CIEM is a brand-new category in Gartner's 'Hype Cycle for Identity and Access Management Technologies' report. This entitlement product addresses problems that arose from the widespread uptake of cloud as a development platform. When cloud adoption started, especially with developers in AWS, no one had decided on the level of access the developer should have in the first place. AWS provided developers the ability to sign in but did not provide a way for companies to know which developers had access to which parts of the development environment. Millions of developers have been building applications in the cloud since then, but most companies still don't know the level of access that dev or DevOps teams have. CIEM is used to determine who's allowed to access compute and storage or start virtual machines in development where something isn't built yet or it's in continuous delivery.
This CIEM example illustrates the way innovation works.

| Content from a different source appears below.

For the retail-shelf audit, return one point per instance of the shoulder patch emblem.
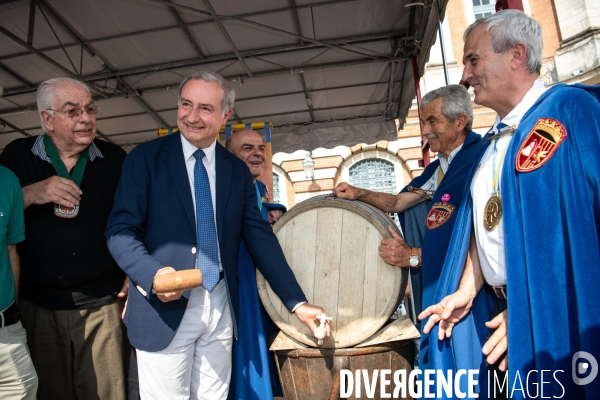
(540, 144)
(438, 215)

Innovation happened when people reflected on the risks of privilege creep and realized, 'I should have known which developer was doing what, with what and for how long.'
That reminds me of how nation-state actors used a backdoor for access in the SolarWinds supply chain attack.
Roncato: Exactly. The SolarWinds attack was the most brilliant -- and horrible -- example of a delivery of a payload that I've seen in a while. Attackers used a backdoor to access the development environment and deliver a signed piece of malware. It bypassed security because it was trusted by the development process. Because it had assured delivery, it went out as an update to 18,000 customers. It was a devastating integrity compromise, meaning the entire system was affected, including the development environment, delivery system and clients.
Speaking of trust, what does the zero-trust model mean to identity experts?
Roncato: The philosophy of zero trust is aligned with the philosophy of privacy. The zero-trust model assumes everyone is untrustworthy and requires them to be verified and given access based on the principle of least privilege.
But trust is not a bad word. Conceptually, trust is similar to how we define 'reasonable doubt' in law. There will always be some element of trust in infrastructure, including the internet, in order to build anything. Thus, there is no such thing as absolute security.